On ne s’en rappelle peut-être pas très bien mais celui qui nous a gratifié de l’un des plus grands monuments du cinéma (j’ai nommé Le Seigneur des Anneaux) a commencé en bricolant de petits films entre amis dans son village de Nouvelle-Zélande. A l’instar de Sam Raimi, Peter Jackson est l’une de ces figures tout droit issues du cinéma d’horreur des années 80 qui n’a pas envie de se prendre au sérieux mais qui fait tout de suite preuve d’une inventivité et d’une passion sans bornes pour le cinéma de genre.Ainsi, Peter Jackson réalise son premier film dans son village natale avec une bande d’amis en tournant le weekend après le travail. Il aura fallu 4 ans avant que le film ne se termine grâce au soutien inattendu mais bienvenu du gouvernement néo-zélandais qui permettra alors de passer du court au long-métrage. Une initiative surprenante devant le mauvais goût affiché de ce premier film qu revendique complètement son côté cheap mais un pari payant quand on voit que que le réalisateur donne aujourd’hui au pays.

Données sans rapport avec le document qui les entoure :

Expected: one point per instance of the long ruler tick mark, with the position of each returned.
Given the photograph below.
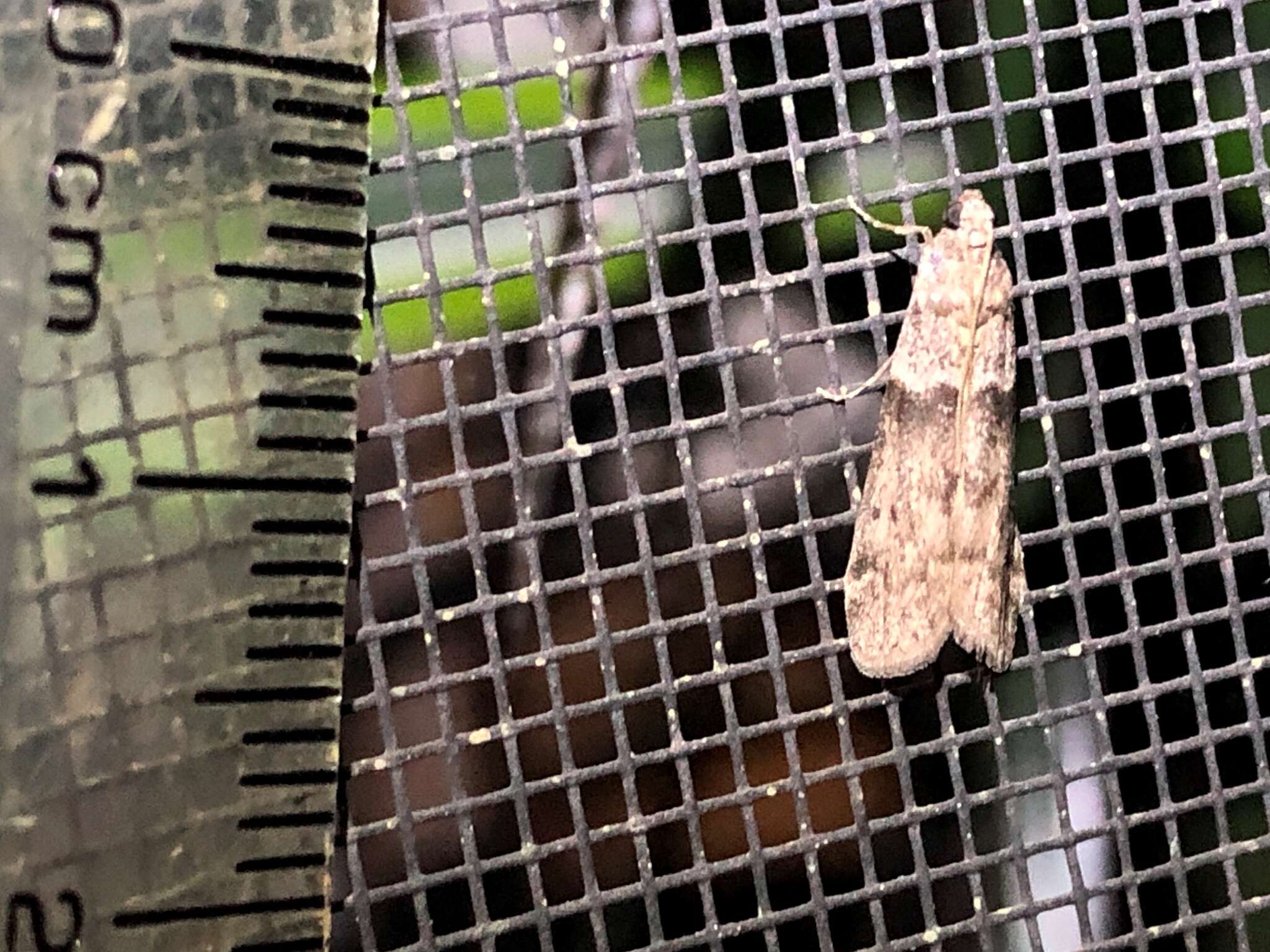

Pour la petite histoire, Bad Taste parle donc de l’invasion d’un village par une bande d’extra-terrestres belliqueux et un peu débiles qui a bien l’intention de transformer la race humaine en chair à pâtée pour leur fast food. Mais une poignée de résistant est là pour les stopper, armes à la main. Plaidoyer contre la malbouffe qui s’ignore peut-être, le film est surtout l’occasion pour Peter Jackson de s’amuser avec ses amis avec une histoire complètement délirante. Jouant complètement sur son manque de budget, il multiplie les effets cheap, les punchlines décalées, les petites références à certaines classiques du genre et surtout entretient un véritable mauvais goût, que ce soit par son histoire mais aussi par le look des extra-terrestres, les effets gores ou certaines scènes (la dégustation de la « soupe» ). Tout ça ne vole pas bien haut mais l’honnêteté mise en l’entreprise pour délivrer une telle série Z fait clairement plaisir à voir.
Mais surtout, le film transpire la passion du réalisateur pour le cinéma de genre et pour le métier. A la fois réalisateur, créateur des maquillages trashs et acteur de 2 rôles, Peter Jackson, avec un budget ridicule et un planning chaotique fait tout de même preuve d’une maitrise technique qui ne demande qu’à être perfectionnée. Il n’y a pas à dire, en plus de s’amuser, il a bien un sens du rythme, du découpage et du cadrage qui peut être remarqué. Le film révèle ainsi un réalisateur particulièrement inventif et surtout faisant preuve d’une foi immense en son projet (on ne s’implique pas 4 ans comme ça pour rien), une foi et une passion qui resteront le moteur de son cinéma, sans jamais oublier son humour.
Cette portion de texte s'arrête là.